A number of inherited and acquired disorders of blood vessels and their supporting connective tissues result in pathologic bleeding. Hereditary hemorrhagic telangiectasia (Rendu-Osler-Weber disease) is an autosomal dominant condition characterized by localized dilation of capillaries and venulae of the skin and mucous membranes. The lesions increase in size and number over a period of decades, often leading to profuse bleeding.
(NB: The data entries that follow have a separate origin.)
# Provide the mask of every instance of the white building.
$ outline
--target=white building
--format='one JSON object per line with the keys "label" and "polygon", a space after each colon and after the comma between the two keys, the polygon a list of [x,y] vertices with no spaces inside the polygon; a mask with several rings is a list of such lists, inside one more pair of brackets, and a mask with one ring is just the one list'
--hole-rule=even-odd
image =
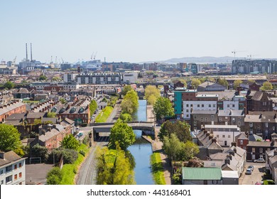
{"label": "white building", "polygon": [[138,72],[127,72],[123,75],[123,82],[126,83],[135,83],[138,81]]}
{"label": "white building", "polygon": [[25,158],[13,151],[0,152],[0,184],[25,185]]}
{"label": "white building", "polygon": [[241,129],[237,125],[205,125],[207,131],[212,131],[214,137],[222,146],[229,146],[235,137],[241,133]]}
{"label": "white building", "polygon": [[199,101],[183,101],[183,118],[185,119],[190,119],[190,113],[192,109],[193,110],[216,110],[217,109],[217,101],[206,101],[205,99],[210,97],[218,97],[218,95],[197,95],[196,98],[200,100]]}

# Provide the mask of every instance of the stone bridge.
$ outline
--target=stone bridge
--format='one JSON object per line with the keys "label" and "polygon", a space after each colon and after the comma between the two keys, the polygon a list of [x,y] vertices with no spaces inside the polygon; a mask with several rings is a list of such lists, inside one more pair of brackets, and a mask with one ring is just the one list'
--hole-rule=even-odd
{"label": "stone bridge", "polygon": [[[141,130],[145,134],[154,134],[154,124],[151,122],[127,122],[128,126],[132,127],[133,130]],[[98,140],[99,133],[109,133],[114,127],[112,123],[94,123],[92,124],[94,140]]]}

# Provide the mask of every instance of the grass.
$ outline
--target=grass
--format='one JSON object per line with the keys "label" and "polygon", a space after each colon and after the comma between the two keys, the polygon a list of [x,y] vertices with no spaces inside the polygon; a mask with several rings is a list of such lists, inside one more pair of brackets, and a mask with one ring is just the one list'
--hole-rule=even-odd
{"label": "grass", "polygon": [[152,175],[156,185],[165,185],[163,167],[160,154],[154,153],[151,156]]}
{"label": "grass", "polygon": [[97,115],[95,119],[95,122],[101,123],[106,122],[109,116],[111,114],[112,110],[114,109],[112,107],[106,107],[101,112]]}
{"label": "grass", "polygon": [[[78,148],[78,152],[81,150],[87,154],[89,151],[89,148],[87,145],[82,144]],[[62,168],[63,178],[60,181],[60,185],[74,185],[74,178],[84,158],[85,157],[79,153],[78,158],[74,163],[68,163],[63,166]]]}

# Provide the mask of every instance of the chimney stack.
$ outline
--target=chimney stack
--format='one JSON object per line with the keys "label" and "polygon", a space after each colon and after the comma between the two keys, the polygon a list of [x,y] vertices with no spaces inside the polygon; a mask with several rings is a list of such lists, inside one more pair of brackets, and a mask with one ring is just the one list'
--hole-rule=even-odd
{"label": "chimney stack", "polygon": [[27,43],[26,43],[26,60],[28,60],[28,50],[27,50]]}
{"label": "chimney stack", "polygon": [[32,43],[31,43],[31,60],[33,60],[33,57],[32,57]]}

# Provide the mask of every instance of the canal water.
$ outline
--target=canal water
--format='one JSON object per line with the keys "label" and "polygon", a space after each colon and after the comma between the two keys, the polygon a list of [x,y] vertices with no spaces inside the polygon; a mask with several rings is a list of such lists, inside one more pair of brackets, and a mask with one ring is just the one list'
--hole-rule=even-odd
{"label": "canal water", "polygon": [[[138,109],[136,113],[138,121],[147,121],[146,100],[138,100]],[[152,154],[151,144],[141,138],[141,131],[134,130],[136,142],[128,147],[128,150],[135,158],[135,181],[137,185],[153,185],[150,164],[150,156]]]}

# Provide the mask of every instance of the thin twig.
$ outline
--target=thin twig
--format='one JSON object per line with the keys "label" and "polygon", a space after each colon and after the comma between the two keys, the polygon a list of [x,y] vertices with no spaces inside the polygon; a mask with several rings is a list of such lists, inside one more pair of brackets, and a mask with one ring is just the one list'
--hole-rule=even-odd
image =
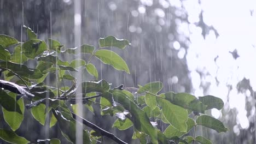
{"label": "thin twig", "polygon": [[75,119],[76,121],[78,122],[83,122],[83,123],[84,125],[93,129],[94,130],[95,130],[95,131],[100,133],[102,136],[106,136],[108,137],[108,138],[114,141],[117,143],[127,144],[127,143],[122,141],[119,138],[115,136],[114,134],[107,131],[104,130],[104,129],[101,128],[100,127],[96,125],[95,124],[80,117],[79,116],[75,115],[75,113],[73,112],[71,112],[71,113],[72,114],[73,118]]}

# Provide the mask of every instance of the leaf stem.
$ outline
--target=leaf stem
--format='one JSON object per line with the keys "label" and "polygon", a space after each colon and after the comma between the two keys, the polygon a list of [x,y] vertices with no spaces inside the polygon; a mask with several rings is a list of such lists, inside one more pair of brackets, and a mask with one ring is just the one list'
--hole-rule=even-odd
{"label": "leaf stem", "polygon": [[194,136],[193,136],[193,144],[195,143],[195,134],[196,134],[196,126],[197,125],[197,123],[196,123],[196,115],[195,116],[195,129],[194,130]]}

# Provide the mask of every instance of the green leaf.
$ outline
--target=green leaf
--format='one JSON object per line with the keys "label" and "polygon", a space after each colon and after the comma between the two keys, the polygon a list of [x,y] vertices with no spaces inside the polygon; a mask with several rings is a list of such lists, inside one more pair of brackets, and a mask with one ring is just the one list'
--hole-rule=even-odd
{"label": "green leaf", "polygon": [[75,77],[74,77],[73,76],[71,75],[69,75],[69,74],[65,74],[63,75],[63,79],[66,79],[66,80],[73,80],[74,79],[75,79]]}
{"label": "green leaf", "polygon": [[[61,130],[62,134],[69,141],[73,143],[77,143],[76,140],[76,122],[75,119],[70,115],[69,113],[64,111],[56,111],[57,113],[57,119],[59,128]],[[81,123],[80,127],[83,127]],[[83,143],[91,143],[91,141],[90,139],[89,133],[88,130],[83,131]]]}
{"label": "green leaf", "polygon": [[70,67],[73,67],[73,68],[77,68],[81,66],[84,66],[86,63],[85,61],[82,59],[75,59],[73,60],[70,63]]}
{"label": "green leaf", "polygon": [[61,144],[61,141],[57,139],[51,139],[50,141],[50,144]]}
{"label": "green leaf", "polygon": [[132,122],[128,118],[126,118],[124,121],[118,119],[113,124],[112,128],[116,127],[120,130],[124,130],[129,129],[133,125]]}
{"label": "green leaf", "polygon": [[100,38],[100,47],[117,47],[120,49],[124,49],[126,45],[131,44],[127,40],[118,39],[113,35],[108,35],[105,38]]}
{"label": "green leaf", "polygon": [[4,49],[3,46],[0,45],[0,60],[8,61],[10,59],[10,53],[9,51]]}
{"label": "green leaf", "polygon": [[199,100],[204,105],[207,105],[206,110],[216,108],[220,110],[224,106],[223,101],[220,98],[212,95],[199,97]]}
{"label": "green leaf", "polygon": [[96,79],[98,79],[98,71],[97,70],[94,65],[93,65],[91,63],[89,63],[86,64],[86,68],[87,71],[88,71],[88,73],[90,74],[95,77]]}
{"label": "green leaf", "polygon": [[25,138],[18,136],[15,133],[0,129],[0,138],[10,143],[26,144],[30,142]]}
{"label": "green leaf", "polygon": [[45,105],[40,104],[39,105],[32,107],[31,113],[33,117],[42,125],[44,125],[47,113],[45,113]]}
{"label": "green leaf", "polygon": [[45,70],[47,70],[53,67],[53,63],[50,62],[46,62],[44,61],[39,61],[38,64],[36,67],[36,69],[40,70],[43,74],[45,74],[47,73],[44,73],[43,71]]}
{"label": "green leaf", "polygon": [[27,29],[27,37],[28,39],[37,39],[37,35],[33,31],[31,28],[23,25],[23,27]]}
{"label": "green leaf", "polygon": [[173,127],[173,126],[172,126],[171,124],[169,125],[169,126],[166,128],[165,131],[164,132],[164,134],[165,134],[165,135],[168,138],[171,138],[176,136],[180,137],[185,134],[185,132],[181,132],[181,131]]}
{"label": "green leaf", "polygon": [[157,118],[161,115],[161,111],[159,107],[156,107],[155,109],[152,110],[149,106],[146,106],[142,110],[147,113],[149,118]]}
{"label": "green leaf", "polygon": [[61,61],[61,60],[59,59],[57,61],[57,65],[62,65],[64,66],[71,66],[69,62],[68,61]]}
{"label": "green leaf", "polygon": [[74,69],[73,68],[69,66],[65,66],[62,65],[59,65],[59,67],[61,70],[68,70],[71,71],[77,71],[78,70]]}
{"label": "green leaf", "polygon": [[189,117],[188,121],[186,122],[187,125],[188,125],[188,129],[187,129],[187,132],[189,132],[192,128],[195,125],[195,121],[194,119]]}
{"label": "green leaf", "polygon": [[82,83],[83,93],[88,93],[93,92],[103,93],[108,91],[110,86],[105,80],[98,82],[87,81]]}
{"label": "green leaf", "polygon": [[199,117],[196,119],[196,123],[197,125],[201,125],[214,129],[218,133],[226,132],[228,130],[228,129],[224,126],[222,122],[207,115]]}
{"label": "green leaf", "polygon": [[117,70],[124,70],[130,74],[126,63],[114,52],[107,50],[100,50],[97,51],[95,55],[103,63],[110,64]]}
{"label": "green leaf", "polygon": [[26,55],[21,52],[21,44],[19,44],[15,46],[11,59],[11,62],[19,64],[22,64],[27,61],[28,58]]}
{"label": "green leaf", "polygon": [[14,37],[0,34],[0,45],[2,45],[4,48],[18,43],[19,43],[19,41]]}
{"label": "green leaf", "polygon": [[10,112],[17,112],[22,115],[20,106],[14,98],[9,95],[3,89],[0,89],[0,105],[5,110]]}
{"label": "green leaf", "polygon": [[44,61],[46,62],[50,62],[54,64],[57,63],[57,61],[58,61],[59,58],[56,56],[54,56],[52,55],[48,55],[46,56],[44,56],[40,57],[38,58],[37,61]]}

Several inherited vascular disorders are associated with hemorrhage. Ehlers-Danlos syndrome is characterized by hyperplastic fragile skin and hyperextensible joints; it is dominantly inherited. In osteogenesis imperfecta, also a dominant disorder, bone fractures and otosclerosis (leading to deafness) are common. In both conditions, easy bruising and hematomas are common. Pseudoxanthoma elasticum, a recessive disorder, is much rarer but is often complicated by gastrointestinal hemorrhage. Marfan syndrome is sometimes associated with mild bleeding as well as with aortic dissection.
Scurvy, the result of severe ascorbic acid deficiency, is associated with marked vascular fragility and hemorrhagic manifestations resulting from abnormal synthesis of collagen. In addition to the classic findings of perifollicular petechiae and gingival bleeding, intradermal, intramuscular, and subperiosteal hemorrhages are common. Amyloidosis is another acquired disorder in which petechiae and purpura are common.